Tuesday, 10 December 2013

Postman Pat

Postman Pat. Postman Pat.
Postman Pat and his black and white cat.
Early in the morning, just as day is dawning,
He wakes up and remembers that the post-office has been dismantled, and he doesn’t have a job there anymore, and today will be a blur of episodes of Come Dine With Me and trying to work up the courage to leave the house, but then remembering that he only owns the one set of clothes (the postman’s uniform) and he can’t bring himself to put that on again, and he knows that if he wants to wear something different he’ll have to go to the shops, but that’d involve putting on the uniform to get there so he just sits, slumped in a pair of off-white boxers, listening to Dave Lamb mock a bricklayer called Darren from Surrey as he tries to fry an egg.

Friday, 6 December 2013

How many lightbulbs does it take to change a man?

A: Knock Knock

B: Who’s there?

A: An Englishman, and Irishman, and a Scotsman

B: An Englishman, and Irishman and a Scotsman who?

A: An Englishman, an Irishman, and a Scotsman who walk into a bar

B: What did they call the man with the spade on his head?

A: To get to the other side.

B: Well, pull yourself together, then

Wednesday, 4 December 2013

One Nation

It was 2014, the year when Tesco’s started offering the elderly and terminally ill discounts on ‘bags for life’.

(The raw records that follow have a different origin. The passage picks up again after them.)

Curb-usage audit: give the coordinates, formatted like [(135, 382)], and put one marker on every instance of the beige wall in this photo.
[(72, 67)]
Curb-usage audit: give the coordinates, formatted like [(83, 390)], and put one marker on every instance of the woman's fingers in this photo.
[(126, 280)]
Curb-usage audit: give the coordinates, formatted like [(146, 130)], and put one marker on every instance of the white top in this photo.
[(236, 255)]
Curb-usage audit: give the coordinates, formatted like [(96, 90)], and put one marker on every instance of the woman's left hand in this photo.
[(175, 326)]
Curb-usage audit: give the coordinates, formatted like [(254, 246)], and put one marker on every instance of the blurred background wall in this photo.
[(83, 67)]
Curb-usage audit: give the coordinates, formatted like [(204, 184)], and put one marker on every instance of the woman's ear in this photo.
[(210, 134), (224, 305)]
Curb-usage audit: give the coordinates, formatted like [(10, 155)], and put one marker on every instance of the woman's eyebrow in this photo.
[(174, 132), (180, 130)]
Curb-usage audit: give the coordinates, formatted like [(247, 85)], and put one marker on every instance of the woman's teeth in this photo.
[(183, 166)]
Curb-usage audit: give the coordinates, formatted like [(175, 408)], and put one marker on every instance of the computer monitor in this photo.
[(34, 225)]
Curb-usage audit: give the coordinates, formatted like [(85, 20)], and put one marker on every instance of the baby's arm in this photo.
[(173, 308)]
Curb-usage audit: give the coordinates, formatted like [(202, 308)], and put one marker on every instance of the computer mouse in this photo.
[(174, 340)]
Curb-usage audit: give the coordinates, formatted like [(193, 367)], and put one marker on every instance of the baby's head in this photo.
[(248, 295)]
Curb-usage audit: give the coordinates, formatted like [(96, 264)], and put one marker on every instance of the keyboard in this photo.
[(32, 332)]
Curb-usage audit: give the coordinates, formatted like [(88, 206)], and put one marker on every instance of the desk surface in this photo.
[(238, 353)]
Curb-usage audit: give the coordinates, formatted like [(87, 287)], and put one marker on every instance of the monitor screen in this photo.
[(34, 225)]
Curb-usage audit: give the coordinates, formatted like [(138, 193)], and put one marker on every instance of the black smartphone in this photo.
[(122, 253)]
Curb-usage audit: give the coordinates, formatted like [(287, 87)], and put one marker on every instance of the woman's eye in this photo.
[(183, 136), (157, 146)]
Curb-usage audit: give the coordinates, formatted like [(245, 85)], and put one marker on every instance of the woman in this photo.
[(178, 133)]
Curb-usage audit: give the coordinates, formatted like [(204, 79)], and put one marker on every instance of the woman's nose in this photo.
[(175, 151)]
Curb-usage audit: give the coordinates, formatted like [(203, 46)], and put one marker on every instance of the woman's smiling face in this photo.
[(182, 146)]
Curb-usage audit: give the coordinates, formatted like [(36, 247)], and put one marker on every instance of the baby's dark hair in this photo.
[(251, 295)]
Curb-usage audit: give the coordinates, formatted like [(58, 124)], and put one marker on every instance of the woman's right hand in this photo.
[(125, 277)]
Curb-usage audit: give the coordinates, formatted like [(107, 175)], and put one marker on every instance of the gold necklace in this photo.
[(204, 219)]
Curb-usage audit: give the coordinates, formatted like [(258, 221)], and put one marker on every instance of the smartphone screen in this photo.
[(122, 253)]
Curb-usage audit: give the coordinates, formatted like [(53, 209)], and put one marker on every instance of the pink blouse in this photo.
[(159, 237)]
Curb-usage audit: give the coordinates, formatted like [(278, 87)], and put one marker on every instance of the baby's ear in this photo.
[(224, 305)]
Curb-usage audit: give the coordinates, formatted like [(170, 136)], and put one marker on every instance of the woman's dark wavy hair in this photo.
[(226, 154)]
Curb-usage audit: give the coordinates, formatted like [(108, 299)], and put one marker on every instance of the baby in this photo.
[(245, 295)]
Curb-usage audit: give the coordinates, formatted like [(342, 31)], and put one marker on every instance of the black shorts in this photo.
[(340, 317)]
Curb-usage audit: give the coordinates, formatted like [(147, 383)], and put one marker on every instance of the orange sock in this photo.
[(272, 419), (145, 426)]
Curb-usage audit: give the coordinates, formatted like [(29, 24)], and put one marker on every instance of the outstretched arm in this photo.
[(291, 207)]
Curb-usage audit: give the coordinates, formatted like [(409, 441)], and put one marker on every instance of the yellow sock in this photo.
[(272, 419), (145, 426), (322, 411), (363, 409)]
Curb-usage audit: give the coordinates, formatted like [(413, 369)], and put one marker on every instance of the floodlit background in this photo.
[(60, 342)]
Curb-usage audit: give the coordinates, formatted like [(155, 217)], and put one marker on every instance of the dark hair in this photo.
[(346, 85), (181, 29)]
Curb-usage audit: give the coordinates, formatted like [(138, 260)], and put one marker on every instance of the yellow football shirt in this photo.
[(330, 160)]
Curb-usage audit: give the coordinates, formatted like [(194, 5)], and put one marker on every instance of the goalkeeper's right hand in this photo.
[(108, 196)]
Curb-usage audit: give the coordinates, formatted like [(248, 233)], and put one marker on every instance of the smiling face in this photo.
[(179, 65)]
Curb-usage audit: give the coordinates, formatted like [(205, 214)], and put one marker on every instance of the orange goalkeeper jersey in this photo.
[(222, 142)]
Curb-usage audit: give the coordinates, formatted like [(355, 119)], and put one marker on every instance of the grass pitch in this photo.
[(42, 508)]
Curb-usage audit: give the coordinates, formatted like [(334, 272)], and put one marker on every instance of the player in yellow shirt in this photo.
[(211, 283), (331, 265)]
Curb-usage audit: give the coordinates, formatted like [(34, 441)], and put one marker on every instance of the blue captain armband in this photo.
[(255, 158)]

It was also the year when Ed Miliband ceased to say anything but the phrase ‘One nation’. He woke up one morning, as usual, and descended the stairs in red pyjamas, slippers, and no particular hurry. When he walked into the kitchen, his wife, Justine, was balancing a slice of toast against her ear, and spreading a thin layer of marmite over her iPhone (it was early morning, and she hadn’t yet found her glasses)*. “We’ve run out of jam”, she said in exasperation, and his general direction. “One nation,” Ed replied.

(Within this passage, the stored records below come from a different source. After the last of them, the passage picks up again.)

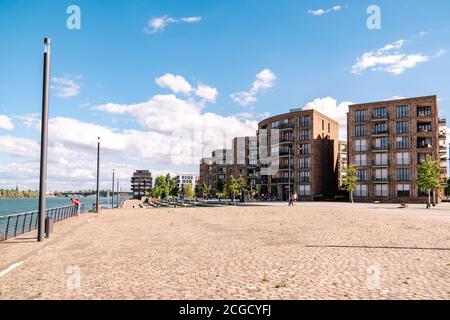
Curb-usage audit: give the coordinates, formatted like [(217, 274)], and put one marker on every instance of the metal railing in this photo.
[(16, 224)]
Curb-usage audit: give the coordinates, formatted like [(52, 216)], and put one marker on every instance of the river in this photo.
[(10, 206)]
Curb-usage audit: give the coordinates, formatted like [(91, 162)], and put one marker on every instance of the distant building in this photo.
[(342, 161), (141, 183), (388, 140), (187, 179)]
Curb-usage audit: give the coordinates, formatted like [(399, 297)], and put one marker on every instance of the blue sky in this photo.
[(205, 68)]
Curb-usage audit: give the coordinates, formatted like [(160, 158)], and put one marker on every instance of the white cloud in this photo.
[(329, 107), (6, 123), (264, 80), (391, 59), (66, 87), (321, 12), (207, 93), (158, 24), (18, 146), (174, 82)]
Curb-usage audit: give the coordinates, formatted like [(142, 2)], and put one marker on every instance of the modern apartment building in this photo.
[(245, 152), (297, 152), (342, 161), (184, 179), (388, 140), (141, 183)]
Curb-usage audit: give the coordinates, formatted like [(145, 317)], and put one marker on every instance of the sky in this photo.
[(165, 82)]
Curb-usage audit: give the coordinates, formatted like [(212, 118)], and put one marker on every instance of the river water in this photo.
[(10, 206)]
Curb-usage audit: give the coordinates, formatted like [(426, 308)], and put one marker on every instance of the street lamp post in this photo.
[(97, 200), (112, 192), (44, 140)]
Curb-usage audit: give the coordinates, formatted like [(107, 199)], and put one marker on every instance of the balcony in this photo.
[(380, 163), (286, 140), (286, 126), (380, 132), (381, 179), (384, 116)]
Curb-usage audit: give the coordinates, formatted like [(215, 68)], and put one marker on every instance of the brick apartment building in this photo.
[(298, 153), (141, 183), (388, 140)]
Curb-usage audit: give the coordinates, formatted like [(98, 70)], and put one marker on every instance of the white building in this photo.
[(187, 178)]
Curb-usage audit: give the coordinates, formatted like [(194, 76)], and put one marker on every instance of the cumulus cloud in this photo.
[(329, 107), (66, 87), (6, 123), (264, 80), (391, 59), (174, 82), (158, 24), (321, 12)]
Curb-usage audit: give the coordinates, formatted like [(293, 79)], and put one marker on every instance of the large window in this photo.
[(304, 190), (381, 190), (360, 145), (402, 143), (361, 160), (360, 130), (402, 111), (403, 190), (403, 174), (304, 163), (361, 190), (360, 115), (304, 176), (381, 159), (402, 127), (403, 158), (361, 175)]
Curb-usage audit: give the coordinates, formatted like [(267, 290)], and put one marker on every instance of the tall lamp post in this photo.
[(44, 140), (97, 197), (112, 192)]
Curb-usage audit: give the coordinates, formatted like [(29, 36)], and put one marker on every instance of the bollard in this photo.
[(48, 227)]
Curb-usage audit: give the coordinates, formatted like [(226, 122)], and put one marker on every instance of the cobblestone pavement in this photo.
[(310, 251)]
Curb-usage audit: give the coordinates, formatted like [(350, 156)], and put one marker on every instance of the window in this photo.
[(381, 175), (360, 130), (304, 163), (361, 190), (360, 115), (381, 144), (403, 158), (361, 160), (304, 190), (381, 190), (403, 174), (424, 111), (380, 128), (304, 134), (361, 175), (381, 159), (402, 111), (304, 121), (380, 113), (304, 149), (304, 176), (403, 190), (360, 145), (402, 143), (402, 127)]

“Very funny,” she said. “Can you pass the paper?”
“One nation,” Ed replied.
After about two minutes, and fifty nations, Justine started to think something might be wrong.

Justine phoned the Labour Whip, who came round immediately, and in a car. Together, they worked out a crude method of communicating with the leader of the opposition; ‘one for yes, two for no’.
“Can you understand us, Ed?”
“One nation,” Ed replied.

They drove him to a doctor, but there was nothing physiologically wrong. It was psychological. (Or possibly ‘divine retribution’, as one nurse had so helpfully suggested). Back in the car, the Whip sighed and scanned her diary. There were three speeches to cancel. She got out her Blackberry**, and began to scroll through the contacts, when Miliband placed a hand on her shoulder. He gave her a deep, meaningful look across the leather seats of the chauffeured department car, like a Labrador, giving her a deep, meaningful look across the leather seats of the chauffeured department. “You want to do the speech?” she asked, eyebrows making a bid to join her hairline.
“One nation,” Ed replied.

The speech went well. Frighteningly well. Not only had the minister not been bottled off the stage - as was customary - but there had been applause. Actual applause! Back in the chauffeured car, the Chief Whip turned to Ed. “How would you feel about another speech?”
“One nation,” Ed replied.


* Texturally, this is not an easy mistake to make; Ed, however, had bought her a toast-textured novelty iPhone case. Unfortunately, this made the mistake far more likely to occur. Fortunately, the makers of the novelty iPhone case had had the foresight to predict this eventuality, so the case was marmite-proof.
**In a novelty crumpet-case. A cheap one, bought off a market stall in Camden, so not actually butter-proof, as the Whip would cruelly discover in three days’ time.